By CIDD graduate student Emily Almberg

Each year, Yellowstone National Park attracts millions of visitors, many of which come with the goal of watching and photographing the park’s abundant wildlife, particularly wolves. Wolves were successfully reintroduced into Yellowstone in 1995 and 1996, and ever since, the Yellowstone Wolf Project has been collecting one of the most extensive and long-term datasets of any mammal in the world. Despite the considerable effort expended by the Project’s crews to collect these data, we have the potential to dramatically improve and expand a number of their datasets by tapping into the large pool of photographic data collected by wildlife watchers, professional photographers, and visitors to Yellowstone. We are proposing to create a citizen science website that would act as a central hub for collecting and displaying visitor photos and accompanying data on wolves in Yellowstone. 

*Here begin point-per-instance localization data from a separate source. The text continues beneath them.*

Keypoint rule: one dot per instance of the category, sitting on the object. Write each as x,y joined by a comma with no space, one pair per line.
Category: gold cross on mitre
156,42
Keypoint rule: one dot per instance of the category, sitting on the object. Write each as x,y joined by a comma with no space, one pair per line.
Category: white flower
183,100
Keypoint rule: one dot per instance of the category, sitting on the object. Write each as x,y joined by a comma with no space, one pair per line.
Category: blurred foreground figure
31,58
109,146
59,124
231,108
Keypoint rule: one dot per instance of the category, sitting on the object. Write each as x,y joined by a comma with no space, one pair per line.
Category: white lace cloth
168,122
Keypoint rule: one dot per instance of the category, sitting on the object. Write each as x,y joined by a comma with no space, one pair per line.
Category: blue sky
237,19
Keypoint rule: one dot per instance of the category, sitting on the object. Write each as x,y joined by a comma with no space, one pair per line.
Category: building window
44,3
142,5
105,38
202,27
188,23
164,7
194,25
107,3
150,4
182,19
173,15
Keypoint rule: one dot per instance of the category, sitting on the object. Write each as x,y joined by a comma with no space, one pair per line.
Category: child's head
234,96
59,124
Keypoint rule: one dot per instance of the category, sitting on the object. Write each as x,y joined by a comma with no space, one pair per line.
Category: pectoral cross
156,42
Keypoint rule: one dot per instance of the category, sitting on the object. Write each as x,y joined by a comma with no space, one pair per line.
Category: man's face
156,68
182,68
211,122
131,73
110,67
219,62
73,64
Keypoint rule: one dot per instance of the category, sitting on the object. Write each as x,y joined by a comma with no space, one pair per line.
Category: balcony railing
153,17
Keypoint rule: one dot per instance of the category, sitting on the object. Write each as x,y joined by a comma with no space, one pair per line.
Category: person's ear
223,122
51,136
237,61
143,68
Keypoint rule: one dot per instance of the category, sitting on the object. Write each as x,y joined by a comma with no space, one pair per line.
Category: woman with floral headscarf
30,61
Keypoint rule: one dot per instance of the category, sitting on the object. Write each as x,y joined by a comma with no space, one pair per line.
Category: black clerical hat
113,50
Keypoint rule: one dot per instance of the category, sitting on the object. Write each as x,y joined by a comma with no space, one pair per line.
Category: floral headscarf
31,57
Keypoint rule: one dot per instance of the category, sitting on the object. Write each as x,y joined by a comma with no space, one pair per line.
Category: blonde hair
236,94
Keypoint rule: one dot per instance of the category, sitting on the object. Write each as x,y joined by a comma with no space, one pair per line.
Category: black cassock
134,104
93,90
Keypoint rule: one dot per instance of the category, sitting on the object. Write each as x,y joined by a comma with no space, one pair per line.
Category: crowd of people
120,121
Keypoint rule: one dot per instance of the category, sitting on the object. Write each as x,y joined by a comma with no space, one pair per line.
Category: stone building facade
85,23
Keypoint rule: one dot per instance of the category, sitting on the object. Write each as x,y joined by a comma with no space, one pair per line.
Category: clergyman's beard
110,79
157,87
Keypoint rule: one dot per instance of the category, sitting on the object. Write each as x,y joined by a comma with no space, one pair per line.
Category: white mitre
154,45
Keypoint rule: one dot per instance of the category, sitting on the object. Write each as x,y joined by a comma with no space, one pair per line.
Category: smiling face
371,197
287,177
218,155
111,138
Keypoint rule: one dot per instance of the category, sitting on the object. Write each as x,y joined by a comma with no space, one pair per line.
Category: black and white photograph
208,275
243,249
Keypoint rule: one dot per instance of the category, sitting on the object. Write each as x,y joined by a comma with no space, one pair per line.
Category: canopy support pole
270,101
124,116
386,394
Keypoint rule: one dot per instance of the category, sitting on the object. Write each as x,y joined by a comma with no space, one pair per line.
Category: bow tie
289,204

Our proposed site would allow the public to upload their photographs of wolves and describe when and where they saw the animals as well as their suspected identity and pack affiliation. We would then cross-check these photos for quality and validity and extract the data necessary to answer questions about pack composition, individual histories, and individuals’ infection status with sarcoptic mange, a mite infection that causes hair-loss and increased mortality. The site would in turn act as an educational tool for the wolf-watching community and general public, displaying photographic histories of individual wolves, maps of territory ranges, information on pack compositions and genealogy, as well as highlighting some of the Wolf Project’s most recent research.